How to do creative work

As prospective salespeople we don’t generally regard ourselves as artists.

There are a lot of mundane tactics requited to sell. You have to source leads, make cold calls, and get comfortable asking for what you want.

But, at its most elegant selling, is a creative act. To sell your ideas is to channel something bigger than yourself for a cause that is more important than money.

Preparation is essential

The more thought and care that you put into a project, the more likely that project is going to be successful.

I spent a hundred hours conducting interviews and researching my client in advance. Expect to spend ten times as much time preparing as you do executing.

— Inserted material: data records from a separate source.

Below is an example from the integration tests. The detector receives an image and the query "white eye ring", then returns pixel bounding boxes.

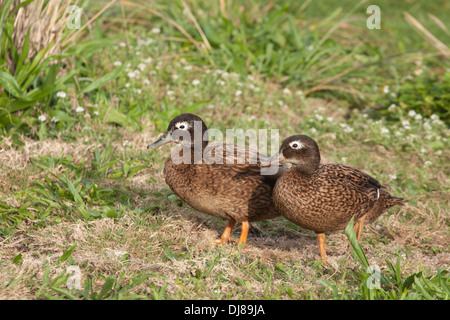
[175,121,189,130]
[289,141,304,149]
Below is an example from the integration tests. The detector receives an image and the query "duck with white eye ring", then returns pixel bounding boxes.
[147,113,288,247]
[261,134,404,262]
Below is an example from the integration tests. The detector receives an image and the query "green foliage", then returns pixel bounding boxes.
[376,71,450,124]
[1,0,448,301]
[33,260,150,300]
[0,1,68,133]
[0,145,146,235]
[321,218,450,300]
[160,1,372,94]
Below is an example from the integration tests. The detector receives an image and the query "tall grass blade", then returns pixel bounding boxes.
[344,217,370,269]
[81,64,125,94]
[96,276,115,300]
[59,242,77,263]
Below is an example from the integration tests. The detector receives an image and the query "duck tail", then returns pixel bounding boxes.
[386,196,404,207]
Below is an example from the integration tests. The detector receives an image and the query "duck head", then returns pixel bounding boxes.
[261,135,320,175]
[147,113,209,150]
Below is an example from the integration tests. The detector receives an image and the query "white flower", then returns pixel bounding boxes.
[235,90,242,96]
[38,115,46,122]
[216,79,225,86]
[326,117,334,123]
[192,79,200,86]
[183,65,192,71]
[127,70,140,79]
[382,85,389,93]
[166,90,174,96]
[339,123,353,133]
[295,90,304,96]
[125,83,130,88]
[113,61,122,67]
[388,104,397,112]
[119,42,126,47]
[430,114,440,121]
[414,68,423,76]
[75,106,84,113]
[424,161,432,167]
[283,88,292,95]
[143,79,151,85]
[230,72,240,79]
[389,174,397,180]
[51,116,59,123]
[380,127,389,134]
[123,140,132,147]
[133,88,142,94]
[401,119,411,130]
[414,114,422,121]
[93,111,99,116]
[172,74,179,80]
[151,27,161,34]
[137,63,146,71]
[143,57,153,64]
[408,110,416,117]
[114,250,128,258]
[315,114,324,121]
[344,126,353,133]
[56,91,66,98]
[310,127,318,134]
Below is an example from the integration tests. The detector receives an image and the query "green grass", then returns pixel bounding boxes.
[0,0,449,300]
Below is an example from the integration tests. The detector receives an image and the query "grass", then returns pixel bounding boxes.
[0,0,449,300]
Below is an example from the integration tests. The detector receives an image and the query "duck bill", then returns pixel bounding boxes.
[260,152,286,167]
[147,131,172,149]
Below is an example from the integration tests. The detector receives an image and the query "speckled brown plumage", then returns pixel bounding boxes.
[164,144,282,223]
[148,113,286,246]
[273,164,402,233]
[263,135,403,261]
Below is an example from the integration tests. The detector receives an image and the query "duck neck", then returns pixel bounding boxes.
[291,155,320,175]
[175,140,208,164]
[292,163,318,176]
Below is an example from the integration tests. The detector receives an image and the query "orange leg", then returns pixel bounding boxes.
[214,219,236,244]
[317,233,328,263]
[237,221,250,248]
[354,217,365,241]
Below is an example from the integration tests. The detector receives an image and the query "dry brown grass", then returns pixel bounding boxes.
[1,0,77,73]
[1,93,449,299]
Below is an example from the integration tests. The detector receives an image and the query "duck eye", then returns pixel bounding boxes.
[292,144,298,148]
[179,125,185,129]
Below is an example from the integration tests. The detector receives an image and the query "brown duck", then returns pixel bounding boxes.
[262,135,403,262]
[147,113,286,247]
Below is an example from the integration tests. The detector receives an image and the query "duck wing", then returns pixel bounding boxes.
[320,164,381,201]
[204,142,288,183]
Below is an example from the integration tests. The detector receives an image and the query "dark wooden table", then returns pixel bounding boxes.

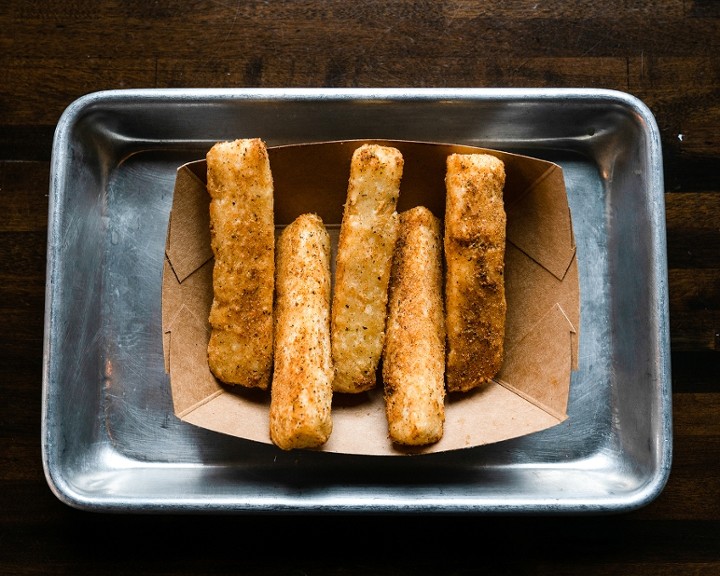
[2,1,719,574]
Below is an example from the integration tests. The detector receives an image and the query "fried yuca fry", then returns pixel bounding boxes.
[383,206,445,446]
[331,144,404,393]
[270,213,334,450]
[444,153,507,393]
[206,138,274,389]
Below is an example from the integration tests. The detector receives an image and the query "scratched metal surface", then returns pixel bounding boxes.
[41,88,671,513]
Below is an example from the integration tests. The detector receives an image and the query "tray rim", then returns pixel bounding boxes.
[42,87,672,514]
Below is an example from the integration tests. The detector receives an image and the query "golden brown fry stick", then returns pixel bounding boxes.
[383,206,445,446]
[444,153,507,392]
[206,138,274,389]
[270,213,334,450]
[331,144,403,393]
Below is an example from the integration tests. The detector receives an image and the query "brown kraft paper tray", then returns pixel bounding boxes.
[162,139,580,455]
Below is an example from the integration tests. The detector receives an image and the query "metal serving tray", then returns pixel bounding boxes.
[42,88,671,513]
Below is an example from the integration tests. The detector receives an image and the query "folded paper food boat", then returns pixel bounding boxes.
[162,140,579,455]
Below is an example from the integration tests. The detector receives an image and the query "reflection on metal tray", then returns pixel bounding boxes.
[42,88,671,513]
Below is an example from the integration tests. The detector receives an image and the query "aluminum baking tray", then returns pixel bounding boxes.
[42,88,671,514]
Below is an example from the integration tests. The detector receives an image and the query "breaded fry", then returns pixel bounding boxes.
[331,144,404,393]
[270,213,334,450]
[383,206,446,446]
[206,138,274,389]
[444,153,507,392]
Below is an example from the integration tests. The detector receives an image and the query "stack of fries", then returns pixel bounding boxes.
[205,139,506,450]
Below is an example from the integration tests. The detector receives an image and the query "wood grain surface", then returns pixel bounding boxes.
[1,1,719,574]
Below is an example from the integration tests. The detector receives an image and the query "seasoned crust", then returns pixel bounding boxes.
[206,138,274,389]
[331,144,403,393]
[270,213,334,450]
[444,153,507,392]
[383,206,446,446]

But preparation alone doesn’t equate to creating something from nothing.

The moment of execution

None of the preparation I did for our client would have mattered had we not delivered the workshop.

Place the phone call.
Send that email.
Step out on stage.

Don’t use preparation as a way to avoid the work that needs to be done. The pitch – any moment of execution – matters more.

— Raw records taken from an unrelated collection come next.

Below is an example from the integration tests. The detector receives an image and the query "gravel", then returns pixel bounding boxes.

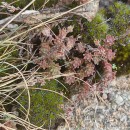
[57,74,130,130]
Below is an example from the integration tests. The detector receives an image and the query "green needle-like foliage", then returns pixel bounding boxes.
[18,80,64,128]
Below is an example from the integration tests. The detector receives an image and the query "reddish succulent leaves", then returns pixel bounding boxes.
[65,76,75,85]
[85,63,95,77]
[72,57,82,69]
[39,59,48,69]
[76,42,85,53]
[35,25,116,89]
[58,26,74,40]
[105,35,115,46]
[106,49,115,61]
[66,36,76,51]
[103,61,116,86]
[83,51,92,62]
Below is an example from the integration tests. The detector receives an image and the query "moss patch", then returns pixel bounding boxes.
[18,80,64,128]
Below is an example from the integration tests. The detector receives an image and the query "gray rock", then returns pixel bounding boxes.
[109,92,115,101]
[125,100,130,106]
[96,108,103,114]
[127,121,130,127]
[111,127,120,130]
[120,115,127,122]
[111,103,117,110]
[115,95,124,106]
[99,0,114,8]
[102,93,108,100]
[122,93,129,101]
[128,95,130,100]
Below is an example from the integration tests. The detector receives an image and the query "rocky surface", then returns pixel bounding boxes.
[57,74,130,130]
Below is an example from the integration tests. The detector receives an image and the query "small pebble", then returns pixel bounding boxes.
[102,93,107,100]
[57,74,130,130]
[115,95,124,106]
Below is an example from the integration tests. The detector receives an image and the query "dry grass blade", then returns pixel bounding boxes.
[0,0,36,32]
[1,62,30,122]
[4,0,94,41]
[0,111,47,130]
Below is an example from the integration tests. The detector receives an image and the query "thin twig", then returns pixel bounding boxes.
[6,0,94,41]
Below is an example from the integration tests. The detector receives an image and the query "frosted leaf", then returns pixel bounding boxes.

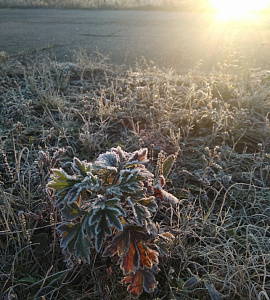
[95,150,120,172]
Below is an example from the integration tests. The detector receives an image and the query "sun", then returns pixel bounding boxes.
[211,0,270,21]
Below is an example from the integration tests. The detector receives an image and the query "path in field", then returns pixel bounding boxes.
[1,9,270,72]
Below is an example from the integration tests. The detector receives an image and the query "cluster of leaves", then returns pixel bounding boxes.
[47,146,178,296]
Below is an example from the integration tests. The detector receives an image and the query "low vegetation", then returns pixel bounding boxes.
[1,50,270,299]
[0,0,210,10]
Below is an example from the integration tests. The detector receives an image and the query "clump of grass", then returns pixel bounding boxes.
[1,50,270,299]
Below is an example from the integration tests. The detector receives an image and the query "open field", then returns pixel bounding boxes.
[1,46,270,299]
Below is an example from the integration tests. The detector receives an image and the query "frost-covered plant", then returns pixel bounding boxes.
[47,146,178,296]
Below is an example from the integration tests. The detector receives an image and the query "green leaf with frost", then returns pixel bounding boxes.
[162,154,175,179]
[54,173,102,206]
[138,196,157,212]
[57,215,93,263]
[105,198,123,206]
[72,157,92,177]
[129,188,148,200]
[136,165,154,179]
[83,211,95,238]
[111,146,131,164]
[118,169,145,194]
[105,205,125,230]
[63,184,83,205]
[88,198,125,252]
[106,185,123,196]
[47,168,82,206]
[58,222,81,252]
[95,150,120,172]
[74,230,92,264]
[94,214,111,252]
[125,148,149,167]
[48,169,81,191]
[128,198,151,226]
[61,202,86,221]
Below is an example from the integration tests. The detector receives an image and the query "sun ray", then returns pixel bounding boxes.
[211,0,270,21]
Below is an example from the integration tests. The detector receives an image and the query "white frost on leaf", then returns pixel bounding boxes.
[95,150,120,172]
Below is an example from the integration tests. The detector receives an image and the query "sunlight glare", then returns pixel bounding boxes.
[211,0,270,21]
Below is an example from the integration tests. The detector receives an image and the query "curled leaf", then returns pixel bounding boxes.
[123,268,157,296]
[103,225,158,275]
[154,187,179,205]
[125,148,149,167]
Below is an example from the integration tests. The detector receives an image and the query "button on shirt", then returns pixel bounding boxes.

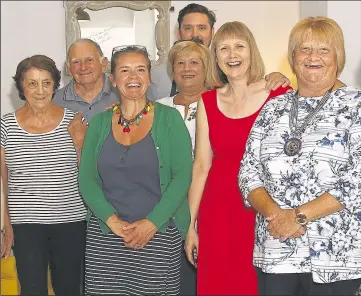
[239,86,361,284]
[53,74,119,122]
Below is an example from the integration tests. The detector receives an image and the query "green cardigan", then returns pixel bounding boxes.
[78,103,193,238]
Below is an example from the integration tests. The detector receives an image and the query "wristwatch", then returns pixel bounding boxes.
[295,208,308,226]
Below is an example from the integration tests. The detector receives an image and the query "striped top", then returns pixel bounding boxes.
[1,108,87,224]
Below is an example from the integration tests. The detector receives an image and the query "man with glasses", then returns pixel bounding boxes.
[147,3,216,101]
[53,38,119,122]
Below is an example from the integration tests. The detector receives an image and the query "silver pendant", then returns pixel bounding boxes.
[284,137,302,156]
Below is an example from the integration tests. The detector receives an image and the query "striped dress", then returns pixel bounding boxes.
[1,108,87,224]
[86,216,182,295]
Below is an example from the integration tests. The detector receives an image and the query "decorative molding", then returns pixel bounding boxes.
[64,1,170,74]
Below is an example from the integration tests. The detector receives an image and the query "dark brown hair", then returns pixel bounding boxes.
[177,3,216,29]
[13,55,61,101]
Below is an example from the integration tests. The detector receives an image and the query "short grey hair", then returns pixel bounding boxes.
[66,38,104,65]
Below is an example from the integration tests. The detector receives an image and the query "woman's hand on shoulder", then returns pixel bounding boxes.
[68,113,88,151]
[264,72,290,92]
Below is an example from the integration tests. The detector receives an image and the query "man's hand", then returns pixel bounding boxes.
[265,72,290,92]
[68,113,88,151]
[104,103,118,111]
[123,219,157,249]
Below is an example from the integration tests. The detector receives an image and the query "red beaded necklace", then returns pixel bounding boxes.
[113,100,152,133]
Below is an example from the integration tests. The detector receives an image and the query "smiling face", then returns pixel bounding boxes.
[23,67,55,110]
[173,53,205,91]
[216,38,251,81]
[111,52,150,101]
[293,29,338,89]
[68,41,107,86]
[178,13,214,48]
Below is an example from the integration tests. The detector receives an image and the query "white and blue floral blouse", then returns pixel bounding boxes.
[238,86,361,283]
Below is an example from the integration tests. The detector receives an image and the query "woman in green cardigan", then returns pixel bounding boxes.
[78,45,193,295]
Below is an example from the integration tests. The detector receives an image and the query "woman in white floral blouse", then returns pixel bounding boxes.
[158,39,212,158]
[239,16,361,295]
[157,40,212,295]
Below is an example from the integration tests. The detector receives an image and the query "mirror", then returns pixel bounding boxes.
[64,1,171,74]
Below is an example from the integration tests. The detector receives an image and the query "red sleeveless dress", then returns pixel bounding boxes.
[197,87,290,295]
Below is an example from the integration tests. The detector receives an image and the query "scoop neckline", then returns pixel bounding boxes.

Have a cause that’s more important

Have a cause greater than your own self-interest.

The cause doesn’t have to be grandiose. The world wasn’t immediately going to be altered through our client finding a new organizing idea.

But by harnessing that purpose, applying all of your preparation, and coordinating the time and effort of others, you may be able to create something bigger than any one person.

Creativity in sales

I’m fascinated by moments of peak performance in sales – when we outperform our own expectations.

And transforming sales from work into a creative habit takes practice.

But with enough preparation, a clear purpose, and an openness to the unexpected, your outcomes can be greater than the sum of those parts.

Homework

Today’s homework is to look for creativity in your daily work.

Instead of attempting to make your current sales efforts creative or cultivating an entirely new creative habit, look for creativity within your current habits.

What is something that you do every day that you can turn into a creative practice?

  • Every morning you make coffee → can your coffee preparation be a moment of creativity?
  • You walk your dog → can you choose a different location for the walk each day or be creative in how you walk around a known location?
  • You make dinner for yourself and your spouse → can cooking, however simple, become an act of creativity?

By practicing a creative habit, no matter how small it is or in what domain, you’ll be better at recognizing creativity elsewhere and when it really matters.